0
votes

I am using a mac OS Sierra 10.12.3 using Pycharm Community Edition 2016.3.2 in PyCharm i am using Python 2.7.11 and tried to run the following

import pandas as pd it gives me error saying no modules named pandas

so i went to my terminal and typed pip install pandas

here is the response

Brians-MBP:~ brians$ pip install pandas Requirement already satisfied: pandas in ./miniconda3/lib/python3.5/site-packages/pandas-0.19.2-py3.5-macosx-10.6-x86_64.egg Requirement already satisfied: python-dateutil>=2 in ./miniconda3/lib/python3.5/site-packages/python_dateutil-2.6.0-py3.5.egg (from pandas) Requirement already satisfied: pytz>=2011k in ./miniconda3/lib/python3.5/site-packages/pytz-2016.10-py3.5.egg (from pandas) Requirement already satisfied: numpy>=1.7.0 in ./miniconda3/lib/python3.5/site-packages/numpy-1.12.0-py3.5-macosx-10.6-x86_64.egg (from pandas) Requirement already satisfied: six>=1.5 in ./miniconda3/lib/python3.5/site-packages/six-1.10.0-py3.5.egg (from python-dateutil>=2->pandas)

When I go to preferences - project interpreter and select 2.7.11 as my interpreter it does not show pandas.

but when i select 3.5.2 (~/miniconda3/bin/python) it does show pandas.

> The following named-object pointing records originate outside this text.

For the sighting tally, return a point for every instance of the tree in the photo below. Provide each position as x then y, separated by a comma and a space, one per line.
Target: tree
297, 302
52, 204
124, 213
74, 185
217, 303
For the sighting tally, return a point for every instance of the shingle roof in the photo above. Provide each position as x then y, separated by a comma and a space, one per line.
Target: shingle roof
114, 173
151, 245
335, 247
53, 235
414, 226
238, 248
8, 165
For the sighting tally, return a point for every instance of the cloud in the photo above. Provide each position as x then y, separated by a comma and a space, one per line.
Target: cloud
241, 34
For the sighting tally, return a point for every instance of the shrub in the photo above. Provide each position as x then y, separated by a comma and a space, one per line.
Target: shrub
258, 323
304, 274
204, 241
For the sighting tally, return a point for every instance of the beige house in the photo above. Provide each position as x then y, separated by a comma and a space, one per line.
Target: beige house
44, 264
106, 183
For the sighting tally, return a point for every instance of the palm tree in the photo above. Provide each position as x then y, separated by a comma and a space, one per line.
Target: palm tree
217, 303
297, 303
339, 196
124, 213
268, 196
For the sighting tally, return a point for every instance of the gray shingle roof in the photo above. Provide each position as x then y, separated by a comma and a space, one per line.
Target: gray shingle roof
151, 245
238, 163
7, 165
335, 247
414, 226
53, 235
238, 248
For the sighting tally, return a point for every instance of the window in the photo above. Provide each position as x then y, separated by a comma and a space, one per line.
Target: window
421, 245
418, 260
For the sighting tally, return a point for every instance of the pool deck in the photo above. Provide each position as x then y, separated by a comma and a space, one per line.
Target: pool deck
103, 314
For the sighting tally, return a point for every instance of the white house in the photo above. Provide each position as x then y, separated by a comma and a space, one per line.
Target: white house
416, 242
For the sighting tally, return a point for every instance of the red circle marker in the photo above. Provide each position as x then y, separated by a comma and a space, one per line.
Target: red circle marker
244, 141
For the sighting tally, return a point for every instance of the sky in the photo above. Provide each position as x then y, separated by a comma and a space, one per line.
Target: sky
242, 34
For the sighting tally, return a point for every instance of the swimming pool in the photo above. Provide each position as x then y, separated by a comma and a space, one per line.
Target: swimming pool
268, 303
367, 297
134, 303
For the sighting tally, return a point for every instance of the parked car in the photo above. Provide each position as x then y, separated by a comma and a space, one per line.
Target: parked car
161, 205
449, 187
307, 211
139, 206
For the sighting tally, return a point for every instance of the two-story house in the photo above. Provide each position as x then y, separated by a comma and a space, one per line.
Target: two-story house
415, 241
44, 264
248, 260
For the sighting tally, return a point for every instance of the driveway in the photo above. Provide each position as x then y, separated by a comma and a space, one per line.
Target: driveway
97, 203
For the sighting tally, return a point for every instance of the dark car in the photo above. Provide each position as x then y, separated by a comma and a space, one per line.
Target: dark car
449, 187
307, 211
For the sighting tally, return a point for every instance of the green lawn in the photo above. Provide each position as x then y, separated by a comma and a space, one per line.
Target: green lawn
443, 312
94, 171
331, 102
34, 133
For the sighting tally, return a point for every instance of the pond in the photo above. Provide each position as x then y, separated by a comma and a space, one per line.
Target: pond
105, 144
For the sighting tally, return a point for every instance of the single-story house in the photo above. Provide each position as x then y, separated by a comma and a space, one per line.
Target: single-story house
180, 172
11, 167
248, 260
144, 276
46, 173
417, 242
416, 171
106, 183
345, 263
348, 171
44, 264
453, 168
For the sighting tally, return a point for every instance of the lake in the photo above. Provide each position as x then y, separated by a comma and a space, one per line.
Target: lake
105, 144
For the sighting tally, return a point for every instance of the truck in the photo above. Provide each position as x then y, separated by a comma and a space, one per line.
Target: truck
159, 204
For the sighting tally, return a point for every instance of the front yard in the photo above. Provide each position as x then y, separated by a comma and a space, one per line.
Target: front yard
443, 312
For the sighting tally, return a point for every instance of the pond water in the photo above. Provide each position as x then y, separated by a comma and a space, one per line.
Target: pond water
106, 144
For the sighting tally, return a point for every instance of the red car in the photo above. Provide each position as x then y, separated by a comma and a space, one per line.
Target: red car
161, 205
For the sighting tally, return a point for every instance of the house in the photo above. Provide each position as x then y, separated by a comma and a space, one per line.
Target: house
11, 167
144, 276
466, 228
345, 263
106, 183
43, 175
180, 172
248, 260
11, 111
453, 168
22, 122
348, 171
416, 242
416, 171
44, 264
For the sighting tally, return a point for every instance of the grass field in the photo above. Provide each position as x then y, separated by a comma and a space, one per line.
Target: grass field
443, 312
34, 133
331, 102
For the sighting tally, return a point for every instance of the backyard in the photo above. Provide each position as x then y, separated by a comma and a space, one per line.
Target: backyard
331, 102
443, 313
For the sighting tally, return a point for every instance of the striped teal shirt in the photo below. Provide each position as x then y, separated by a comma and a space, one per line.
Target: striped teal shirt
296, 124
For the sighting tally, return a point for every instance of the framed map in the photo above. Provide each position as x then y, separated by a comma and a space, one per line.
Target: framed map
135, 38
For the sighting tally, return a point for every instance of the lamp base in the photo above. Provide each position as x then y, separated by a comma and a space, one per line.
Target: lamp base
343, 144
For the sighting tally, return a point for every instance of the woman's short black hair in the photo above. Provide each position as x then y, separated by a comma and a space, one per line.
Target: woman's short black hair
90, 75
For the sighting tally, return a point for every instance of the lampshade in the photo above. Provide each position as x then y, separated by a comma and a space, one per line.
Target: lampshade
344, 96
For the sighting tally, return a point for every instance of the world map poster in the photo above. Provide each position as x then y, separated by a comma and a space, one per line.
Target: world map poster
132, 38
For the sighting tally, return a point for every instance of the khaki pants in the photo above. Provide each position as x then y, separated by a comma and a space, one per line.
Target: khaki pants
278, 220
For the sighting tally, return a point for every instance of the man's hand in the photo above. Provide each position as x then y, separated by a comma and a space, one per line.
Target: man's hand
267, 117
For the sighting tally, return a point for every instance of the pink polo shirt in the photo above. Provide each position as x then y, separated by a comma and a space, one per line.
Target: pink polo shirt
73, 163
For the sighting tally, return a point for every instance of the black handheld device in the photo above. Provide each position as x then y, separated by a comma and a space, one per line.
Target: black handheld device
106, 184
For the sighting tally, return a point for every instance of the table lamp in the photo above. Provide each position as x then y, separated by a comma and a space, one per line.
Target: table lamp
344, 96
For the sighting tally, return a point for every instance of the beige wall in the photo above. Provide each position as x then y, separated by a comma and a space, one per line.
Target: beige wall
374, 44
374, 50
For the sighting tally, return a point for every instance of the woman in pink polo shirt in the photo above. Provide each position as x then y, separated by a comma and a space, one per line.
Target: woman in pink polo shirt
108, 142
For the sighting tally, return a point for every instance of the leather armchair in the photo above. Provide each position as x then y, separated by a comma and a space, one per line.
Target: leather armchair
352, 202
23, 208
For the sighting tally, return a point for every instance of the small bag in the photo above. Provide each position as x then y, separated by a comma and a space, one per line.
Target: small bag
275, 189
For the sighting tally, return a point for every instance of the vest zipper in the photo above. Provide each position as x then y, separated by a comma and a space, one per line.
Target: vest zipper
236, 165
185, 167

How do I link pandas to 2.7.11?

2

2 Answers

1
votes

open PyCharm, go o preferences and then go to the Project Interpreter section. From there you can click the + button and then click on pandas and then click install packages

0
votes

Mac OSX computers come with a version of Python 2.x pre-installed. The precise version depends on the recency of the computer, but all now ship with 2.7.11. Try opening a new command line and running which -a python in your command line: you should see something like /System/Library/Frameworks/Python.framework/Versions/2.7.

To install on this Python, you can open a new Terminal and simply run pip install pandas.

Note however that messing with your system Python is not recommended. It's strongly recommended that you use a virtualenv or conda (which you appear to be using) to virtualize the environment instead.

And while there is a way of achieving the same affect within PyCharm itself, this isn't a PyCharm-specific problem.